West Hill at Corfe Castle
The inaugural walk of Ned, the field spaniel, and myself, began with an auspicious start. The heavy rain which had drenched much of Dorset for the preceding four days cleared long enough for our first walk at Corfe Castle. Raincoats stowed in the backpack the sun warmed the October air as we moved away from the ruins of Corfe Castle. Facing the small bridge which borders the river and takes you either right to the National Trust car park or left towards the rolling hills of Purbeck. Today we went left.
Moving through the gate we moved right, along the gently sloping path which borders the top of the field and moving through the treeline with tantalising glimpses of Corfe Castle to our left until I stopped suddenly. The air was alive. Small birds darted up and over, moving without difficulty over the gorse and grass around me, along the line of the hill and out over the field towards Corfe. If we had been in that field we certainly would have missed them. Moving en masse, in a beautiful dance they were too small to see at any distance and so we had come upon them abruptly. The air alive with movement, dog and birds ignoring each other as I stood open mouthed and trying to figure out if they were swallows (tails too short)? So, they must be swifts? Swifts. Okay. This delusion lasted until I was able to look it up at home and discovered the flash of white on their belly belied them to be sand martins.
The RSPB site lists describes sand martins as gregarious in the breeding season and winter. Gregarious here means loving of company and socialising together. Even though the creeping tinge of autumn colour has just begun to shroud the countryside they were certainly gregarious. The large swarm moved independently of each other but never moved far from one and other. It looked as if they were showing off – dancing for themselves as part of the group, showing what they could do and how swiftly they could dodge and dive through the sky. Cleaving the horizon apart.
We stood there for some time. The noise of the road in the background paled to insignificance compared to the ever-flowing number and movement of the birds around us. Haloing the sky and reaching towards the vista of Corfe before doubling back. Pulsing through the air.
Eventually I tore myself away and moved along the path towards the intersection of the field and the woods. Looking up, along the face of the hill a white scar of exposed chalk bed belied the path taken by other walkers and cattle. We moved along it, past the sharp teasles, the warmth of the day easing the steep climb up and the moving clouds casting Corfe Castle into shadow and relief by turn. Ned trailed behind sniffing and learning the new smells whilst I stretched my legs, pushing further up the hill with Corfe Castle to our left. The open expanse of the hill allowed the arrival of others to be signalled in advance and inch by inch the couple and their dog approached us. The narrow path offered only steep edges to step into and as I looked down the ground moved with the purposeful dip and jag of slight little wasps moving in and out of their holes in the ground.
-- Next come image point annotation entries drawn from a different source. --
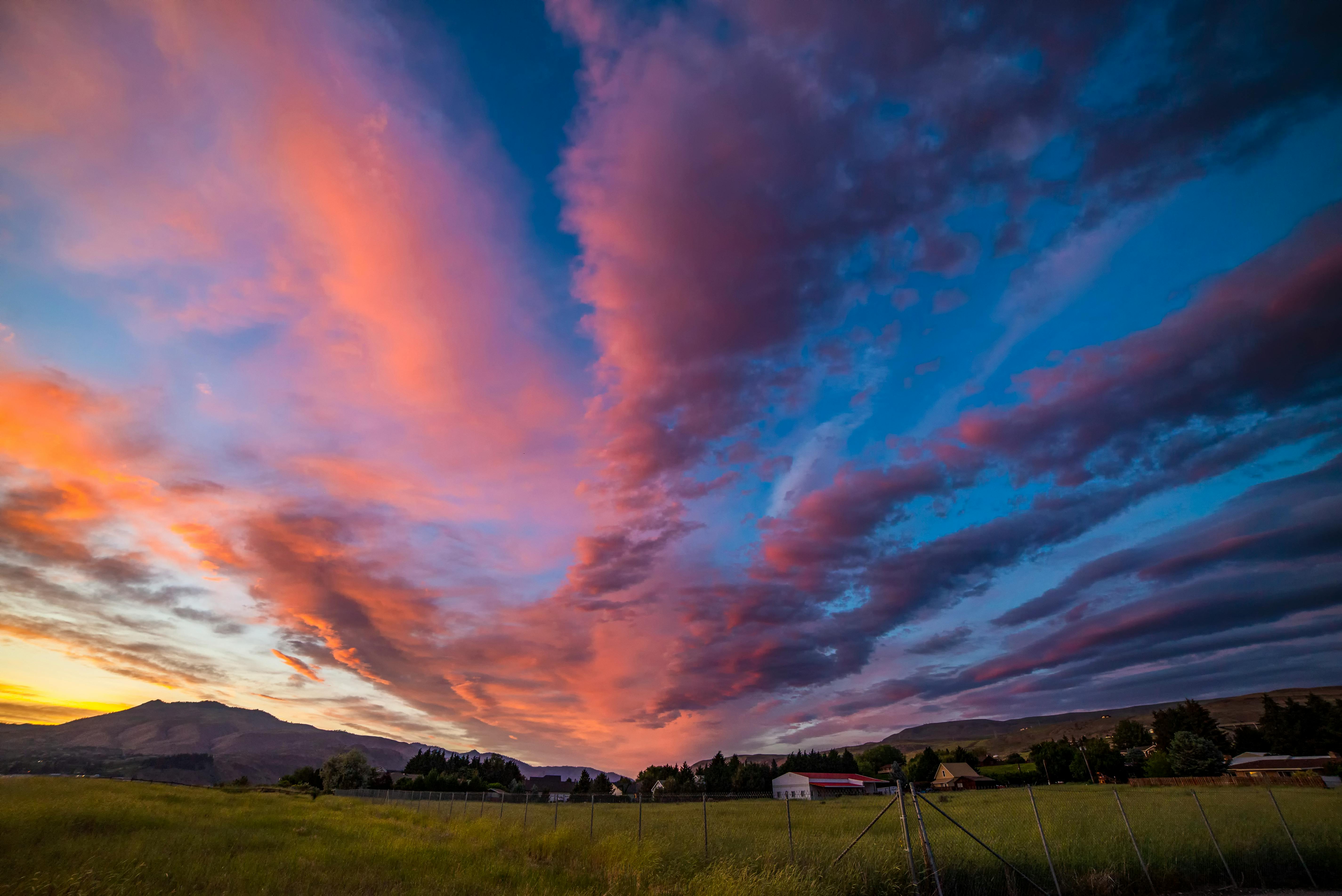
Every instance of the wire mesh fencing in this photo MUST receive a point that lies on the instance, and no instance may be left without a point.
(1071, 840)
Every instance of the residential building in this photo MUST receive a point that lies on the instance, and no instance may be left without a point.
(960, 776)
(1254, 765)
(819, 785)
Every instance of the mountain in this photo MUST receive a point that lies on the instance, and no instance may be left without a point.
(203, 742)
(1002, 737)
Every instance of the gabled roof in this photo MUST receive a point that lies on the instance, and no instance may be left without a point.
(959, 770)
(826, 776)
(1281, 764)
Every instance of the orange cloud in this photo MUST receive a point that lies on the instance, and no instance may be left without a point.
(297, 666)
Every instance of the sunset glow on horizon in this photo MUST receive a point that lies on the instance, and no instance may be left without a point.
(607, 383)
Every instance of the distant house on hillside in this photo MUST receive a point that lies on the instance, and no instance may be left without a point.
(960, 776)
(1255, 765)
(819, 785)
(558, 787)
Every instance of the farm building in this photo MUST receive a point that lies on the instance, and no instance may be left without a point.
(960, 776)
(819, 785)
(1251, 765)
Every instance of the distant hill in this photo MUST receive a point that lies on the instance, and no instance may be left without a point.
(227, 742)
(1002, 737)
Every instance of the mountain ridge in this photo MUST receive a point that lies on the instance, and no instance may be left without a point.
(1000, 737)
(241, 742)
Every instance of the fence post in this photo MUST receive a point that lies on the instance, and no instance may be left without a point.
(909, 844)
(863, 832)
(1042, 838)
(932, 859)
(705, 824)
(1029, 880)
(1131, 836)
(1214, 840)
(1292, 838)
Stood on the face of the hill Ned desperate to play or be cuddled we spoke about dogs and whether he was small or big for his age before I gently persuaded Ned to follow me once more up the hill. We reached the summit and Purbeck rolled out before us. Shadows dancing across the hills as the clouds scudded across the sky.
We slowly began the descent, steeper this time for the lack of a path until suddenly wooden steps appeared in the hill before us. Wonkily we made our way down the hill, Corfe Castle ducking in and out of view and the village stretched bare ahead of us. Small purple flowers peeped out from the base of the stairs somehow surviving the movement of feet which had surely trammelled the route in the summer.
Finally, we reached the base of the hill and made our way back slowly towards the village.